I swear I’m gonna take a picture of her and send it to my doctor so he knows exactly how much he means to our family. Treating cancer is one of the hardest jobs there is. But people tell me it’s worth it.
I’m kinda proud of my kid right now.
When the Occupy Wall Street movement began, I got a heads-up from reading The Daily What that it was going to happen, so I followed the story, and I’ve been following it ever since.
It’s a hard story to get my head around, because I am not there, although I might start spending more time hanging out downtown with the Occupy Dallas protesters — to see the spectacle, but also to be part of a bigger presence.
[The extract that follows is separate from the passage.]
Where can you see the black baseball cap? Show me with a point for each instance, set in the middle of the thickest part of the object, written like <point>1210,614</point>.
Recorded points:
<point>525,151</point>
I want to see whether the reality matches up with what I’ve read.
The movement has done a good job of articulating itself. It’s got a clear message: that unregulated corporate greed has had a devastating impact on millions of Americans. The movement claims to have no leadership, although someone, somewhere is doing a good job of getting a consistent and clear message out there — We Are the Other 99% — and of organizing peaceful protests nationwide. And of staying out of the spotlight, which is harder than you might think.
It looks like a movement of young people, kids in their early 20’s, the mini baby boom who were born in the 1980s, kids whose professional prospects have been stymied by their inability to find a job. Kids who grew up hearing their parents natter on about the glory days, the 60s, when protests against the war in Viet Nam and Jim Crow laws were in vogue.
What do I think? I think they have a point. I think the relationship between money and political influence is too great.
I think Wall Street is dominated by flawed hiring and HR practices which perpetuate a culture of exclusion and exclusivity in which the other 99% are often the subject of derision and cruel banter, with no one to say, “Hey wait, that’s my father, my cousin, my friend you’re talking about.” I think that for far too long too few of the same types of guys have been eating all the cookies.
I think that my favorite long shot Presidential candidate, Buddy Roemer, has been both smart and wise to align himself with the movement — after all, he’s been talking about the unhealthy relationship between corporate America and our government since he came out of the gates.
Am I going to go hang out my freak flag and live in a tent downtown? Absolutely not. I have a family to take care of. My kids need a mom who will listen to them, bathe them, feed them, and kiss them, not be off chanting and banging drums and what not, and I don’t want Chris to come home from work to a dark house with cold pots.
But I will continue to watch, and read, and clutter my facebook feed with re-postings about the protests. I have never before witnessed how a social movement takes hold and transforms, although I have read about it. Now that it’s happening five miles from my house, I’m not going to miss the chance to check it out.
I think this is going to go somewhere.